As Area Director for Maldives, what can you tell us about the two vastly different markets? The Sri Lankan market and the Maldivian market are very different from each other. They are two markets that have evolved differently. The Maldives is a very high-end market where rates start from USD 450. The highest room rate in Sri Lanka is USD 250. We need to have some platform of rates to have sustainability of business in Sri Lanka.
The Maldives has become a very exclusive market and it caters to a very different segment. However, one cannot compare the two markets. Maldives today is one of the most expensive destinations in the world. The rates at super deluxe hotels like Taj Exotica in the Maldives starts at a base rate of USD 1,000 per night and goes up to USD 5,000 per night. That is a market that attracts a very different clientele. The four star hotels in the Maldives charge USD 500 to USD 800 per night.
It is unfair to compare Sri Lanka with the Maldives. Sri Lanka is just as beautiful as the Maldives and has great diversity. It is not possible to draw a comparison in terms of beauty, but Maldives by virtue of its location, coral reefs, being isolated and the fact that everything has to be airlifted and air freighted makes it a super expensive destination. The Maldives has no choice but to be very high in price. On the other hand, being expensive attracts people and clientele who are willing to pay that high price. On the other hand Sri Lanka has much to offer that Maldives cannot and that is what we need to encash on. The biodiversity that we have and the ecosystem that we have is beautiful. We need to market it well.

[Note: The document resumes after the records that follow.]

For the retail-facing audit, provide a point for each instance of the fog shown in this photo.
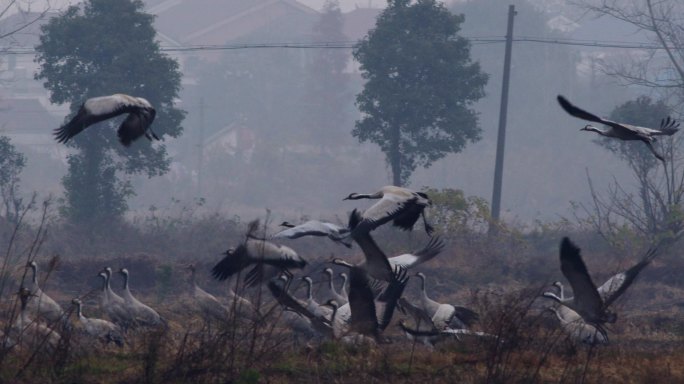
(251, 144)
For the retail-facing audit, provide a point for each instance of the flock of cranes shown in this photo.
(372, 291)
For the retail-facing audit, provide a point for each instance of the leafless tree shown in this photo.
(661, 67)
(9, 6)
(653, 209)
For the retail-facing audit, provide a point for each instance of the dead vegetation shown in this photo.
(501, 277)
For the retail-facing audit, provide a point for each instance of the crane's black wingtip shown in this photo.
(568, 246)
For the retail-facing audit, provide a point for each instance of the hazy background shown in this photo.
(248, 144)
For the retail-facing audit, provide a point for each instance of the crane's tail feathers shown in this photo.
(669, 126)
(232, 263)
(466, 316)
(577, 112)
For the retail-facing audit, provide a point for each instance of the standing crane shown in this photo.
(100, 329)
(143, 315)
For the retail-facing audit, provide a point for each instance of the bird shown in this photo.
(30, 333)
(573, 324)
(258, 252)
(343, 290)
(332, 292)
(112, 304)
(244, 308)
(376, 263)
(208, 305)
(401, 206)
(445, 315)
(100, 329)
(425, 329)
(42, 305)
(370, 315)
(143, 315)
(96, 109)
(314, 228)
(311, 304)
(588, 301)
(622, 131)
(410, 260)
(317, 324)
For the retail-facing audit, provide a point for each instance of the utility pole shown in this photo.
(200, 148)
(501, 138)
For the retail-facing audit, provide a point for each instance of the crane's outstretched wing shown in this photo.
(587, 301)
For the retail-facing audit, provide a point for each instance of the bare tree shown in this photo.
(653, 209)
(661, 67)
(9, 6)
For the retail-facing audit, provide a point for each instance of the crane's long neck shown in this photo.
(104, 283)
(125, 281)
(553, 296)
(78, 311)
(330, 283)
(193, 282)
(344, 285)
(422, 287)
(34, 270)
(332, 317)
(309, 294)
(108, 287)
(375, 195)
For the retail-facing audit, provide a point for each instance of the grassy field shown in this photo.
(500, 277)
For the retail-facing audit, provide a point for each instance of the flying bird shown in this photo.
(335, 232)
(401, 206)
(259, 253)
(589, 302)
(622, 131)
(140, 116)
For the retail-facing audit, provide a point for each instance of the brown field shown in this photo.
(499, 277)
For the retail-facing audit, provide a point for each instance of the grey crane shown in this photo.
(100, 329)
(318, 324)
(622, 131)
(401, 206)
(30, 333)
(207, 303)
(376, 263)
(332, 292)
(112, 304)
(334, 232)
(588, 301)
(41, 305)
(363, 304)
(410, 260)
(575, 326)
(311, 304)
(260, 253)
(425, 329)
(445, 315)
(343, 290)
(143, 315)
(94, 110)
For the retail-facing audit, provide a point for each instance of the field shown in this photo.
(500, 277)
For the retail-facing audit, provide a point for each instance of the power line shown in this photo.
(478, 40)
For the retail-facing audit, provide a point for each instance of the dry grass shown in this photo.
(499, 277)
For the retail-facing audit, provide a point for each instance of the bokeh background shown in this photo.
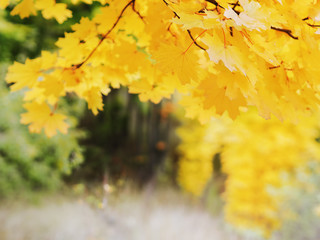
(140, 170)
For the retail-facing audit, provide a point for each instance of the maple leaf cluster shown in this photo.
(220, 55)
(256, 155)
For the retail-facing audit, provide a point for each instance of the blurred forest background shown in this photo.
(131, 143)
(129, 140)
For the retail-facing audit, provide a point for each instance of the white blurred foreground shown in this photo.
(129, 218)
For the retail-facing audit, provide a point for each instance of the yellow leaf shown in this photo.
(182, 62)
(24, 9)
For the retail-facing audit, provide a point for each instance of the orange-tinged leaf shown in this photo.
(24, 9)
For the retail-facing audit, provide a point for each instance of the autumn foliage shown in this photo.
(221, 57)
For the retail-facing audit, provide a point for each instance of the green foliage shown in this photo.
(31, 161)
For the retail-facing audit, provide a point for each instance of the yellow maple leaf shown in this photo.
(58, 11)
(182, 62)
(4, 4)
(94, 98)
(215, 96)
(24, 9)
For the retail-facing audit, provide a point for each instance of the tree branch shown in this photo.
(104, 36)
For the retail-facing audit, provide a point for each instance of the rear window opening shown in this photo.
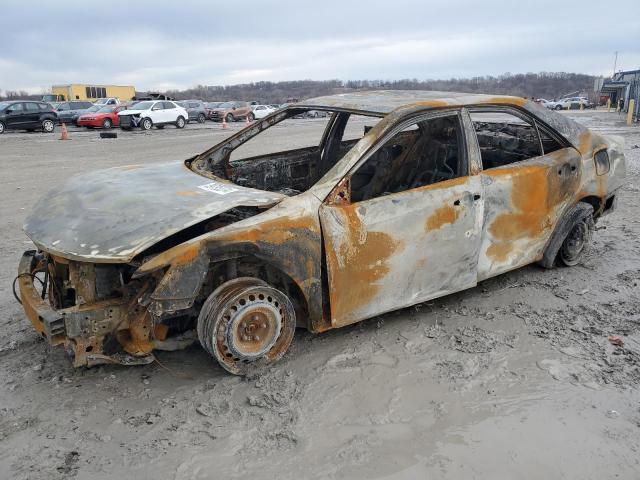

What are the future plans for Taj in Sri Lanka? We want to expand in Sri Lanka. We are very keen to have more properties but we are looking for the right hotels. We would like to be on the east coast as well as the hill country. We are looking to manage properties with the right partner and the right size. We intend to open a deluxe property and it needs to be in line with our philosophy. We want to represent Sri Lanka and we want to represent luxury and Sri Lanka in ethos and that’s what we are looking for in our next venture.
Sri Lanka Is A Great Country And It Has A Great Future…It Is Definitely Poised For Take-Off.
Could you tell us about yourself and your journey with Taj? I will be completing 29 years with the Taj Group having joined in 1988. I started my career with Taj Bombay, where I worked for ten years. Then I came to Sri Lanka in January 1998 to open Taj Exotica. I worked at Taj Exotica for three years and returned to India to work as General Manager at Fisherman’s Cove in Chennai. Subsequently I was stationed as the General Manager at Taj Lake Palace Hotel in Udaipur. I was at Taj Palace in New Delhi for five years as General Manager. I was in Hyderabad as Area Director for six years after which I returned to Sri Lanka as Area Director for Sri Lanka and the Maldives.
Message to the readers? Sri Lanka is a great country and it has a great future. As far as tourism is concerned the country has great potential and it is definitely poised for take-off. With the new developments happening and the tourism growing I can only see positive signs for Sri Lanka in the coming years and how.